GitHub announced that it would require all contributing developers to enable Two Factor Authentication (2FA) as of March 13. According to the company, it is an initiative to ensure software development and the supply chain.
“GitHub is critical to the software supply chain, and securing the software supply chain starts with the developer,” says GitHub in its latest Blog. “Our 2FA initiative is part of a platform-wide effort to secure software development by improving account security. Developer accounts are frequent targets of social engineering and account takeover (ATO). Protecting developers and consumers in the open source ecosystem from these types of attacks is the first and most critical step in securing the supply chain.”
The rollout of the 2FA requirement will be gradual, and the company said it would reach out to smaller groups of developers and administrators first.

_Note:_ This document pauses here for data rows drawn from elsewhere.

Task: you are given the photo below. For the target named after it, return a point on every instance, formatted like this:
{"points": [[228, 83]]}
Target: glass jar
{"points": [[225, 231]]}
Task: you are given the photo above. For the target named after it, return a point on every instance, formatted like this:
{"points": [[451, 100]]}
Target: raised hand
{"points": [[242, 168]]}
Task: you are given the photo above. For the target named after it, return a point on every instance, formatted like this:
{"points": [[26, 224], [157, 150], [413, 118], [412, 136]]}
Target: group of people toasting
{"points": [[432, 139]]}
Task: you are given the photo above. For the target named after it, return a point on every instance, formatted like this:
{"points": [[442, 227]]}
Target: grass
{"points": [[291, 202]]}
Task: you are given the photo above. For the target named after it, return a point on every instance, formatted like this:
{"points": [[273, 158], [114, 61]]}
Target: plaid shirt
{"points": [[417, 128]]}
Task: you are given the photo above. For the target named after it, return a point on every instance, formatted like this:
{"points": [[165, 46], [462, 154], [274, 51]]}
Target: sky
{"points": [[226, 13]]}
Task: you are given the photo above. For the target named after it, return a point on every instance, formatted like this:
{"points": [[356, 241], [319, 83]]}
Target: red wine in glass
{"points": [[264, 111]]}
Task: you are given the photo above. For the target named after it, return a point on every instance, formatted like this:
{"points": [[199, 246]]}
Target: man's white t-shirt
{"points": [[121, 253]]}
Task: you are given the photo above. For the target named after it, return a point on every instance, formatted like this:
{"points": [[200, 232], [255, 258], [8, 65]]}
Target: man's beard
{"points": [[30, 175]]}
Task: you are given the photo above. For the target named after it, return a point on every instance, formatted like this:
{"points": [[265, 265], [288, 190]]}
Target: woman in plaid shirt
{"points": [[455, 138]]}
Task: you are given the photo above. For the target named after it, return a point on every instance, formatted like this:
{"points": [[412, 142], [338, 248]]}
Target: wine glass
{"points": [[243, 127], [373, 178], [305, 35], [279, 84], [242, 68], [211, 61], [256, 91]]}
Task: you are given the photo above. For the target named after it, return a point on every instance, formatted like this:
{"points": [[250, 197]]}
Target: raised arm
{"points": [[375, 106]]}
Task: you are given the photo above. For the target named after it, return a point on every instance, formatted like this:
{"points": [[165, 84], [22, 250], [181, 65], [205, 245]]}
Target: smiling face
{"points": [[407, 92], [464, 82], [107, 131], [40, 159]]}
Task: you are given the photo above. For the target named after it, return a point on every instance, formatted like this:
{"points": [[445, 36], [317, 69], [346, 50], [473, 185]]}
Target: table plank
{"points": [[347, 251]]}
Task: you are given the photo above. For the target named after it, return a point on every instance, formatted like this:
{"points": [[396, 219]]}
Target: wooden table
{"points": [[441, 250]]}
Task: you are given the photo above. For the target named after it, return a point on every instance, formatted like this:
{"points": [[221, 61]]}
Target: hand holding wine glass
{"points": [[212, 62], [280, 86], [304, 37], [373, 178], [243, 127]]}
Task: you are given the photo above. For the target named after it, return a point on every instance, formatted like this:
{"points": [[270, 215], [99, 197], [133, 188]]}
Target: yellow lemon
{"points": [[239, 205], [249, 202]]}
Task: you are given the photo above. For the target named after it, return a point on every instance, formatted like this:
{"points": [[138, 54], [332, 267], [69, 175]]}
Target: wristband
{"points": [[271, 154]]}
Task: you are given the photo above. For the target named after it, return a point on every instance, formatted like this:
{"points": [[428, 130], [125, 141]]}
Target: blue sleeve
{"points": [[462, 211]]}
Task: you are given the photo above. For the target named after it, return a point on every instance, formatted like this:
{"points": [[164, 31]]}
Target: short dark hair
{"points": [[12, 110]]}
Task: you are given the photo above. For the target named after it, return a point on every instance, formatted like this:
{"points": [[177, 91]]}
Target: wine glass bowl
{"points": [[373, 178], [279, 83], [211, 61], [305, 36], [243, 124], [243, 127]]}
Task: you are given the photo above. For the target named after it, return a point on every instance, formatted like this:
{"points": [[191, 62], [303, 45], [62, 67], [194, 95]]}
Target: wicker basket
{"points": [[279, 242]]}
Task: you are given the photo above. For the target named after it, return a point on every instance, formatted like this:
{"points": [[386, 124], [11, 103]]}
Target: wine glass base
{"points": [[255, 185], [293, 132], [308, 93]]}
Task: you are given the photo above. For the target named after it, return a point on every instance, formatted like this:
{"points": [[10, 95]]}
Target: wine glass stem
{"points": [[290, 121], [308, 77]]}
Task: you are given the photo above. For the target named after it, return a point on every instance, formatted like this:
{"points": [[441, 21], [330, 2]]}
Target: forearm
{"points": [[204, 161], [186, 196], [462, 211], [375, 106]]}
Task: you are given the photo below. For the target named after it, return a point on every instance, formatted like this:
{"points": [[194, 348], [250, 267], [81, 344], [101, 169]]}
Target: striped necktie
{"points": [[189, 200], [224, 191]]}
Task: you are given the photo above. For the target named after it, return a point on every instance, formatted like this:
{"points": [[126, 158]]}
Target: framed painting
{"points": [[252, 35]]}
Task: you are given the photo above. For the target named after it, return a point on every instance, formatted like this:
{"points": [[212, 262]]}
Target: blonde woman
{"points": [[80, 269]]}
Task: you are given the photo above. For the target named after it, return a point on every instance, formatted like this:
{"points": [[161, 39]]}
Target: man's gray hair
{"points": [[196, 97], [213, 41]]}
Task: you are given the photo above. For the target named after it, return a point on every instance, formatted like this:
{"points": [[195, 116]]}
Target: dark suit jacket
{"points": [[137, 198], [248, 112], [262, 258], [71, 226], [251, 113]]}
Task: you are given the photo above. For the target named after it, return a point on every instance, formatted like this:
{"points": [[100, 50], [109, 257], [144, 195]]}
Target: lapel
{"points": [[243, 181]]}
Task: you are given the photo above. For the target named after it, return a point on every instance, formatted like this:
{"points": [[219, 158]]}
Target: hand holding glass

In addition, the selection of developer groups will be based “on the actions they have taken or the code they have contributed to,” according to GitHub. This will continue over the course of the next year.
Those who will be selected will be notified by email and will also see a registration banner on GitHub.com. Once the notification begins, developers will have 45 days to set up their 2FA. There will be another one-week extension after this period, but account access will be limited at that time, according to GitHub. With this, those who will be notified in advance about the new security requirement are advised to fix their 2FA as soon as possible.
On the other hand, the company encourages taxpayers who will have the new requirement to opt for more secure 2FA methods instead of SMS.
“We strongly recommend the use of security keys and TOTP whenever possible,” the blog reads. “SMS-based 2FA does not provide the same level of protection and is no longer recommended per NIST 800-63B. The strongest widely available methods are those that support the WebAuthn secure authentication standard. These methods include physical security keys, as well as personal devices that support technologies, such as Windows Hello or Face ID/Touch ID.”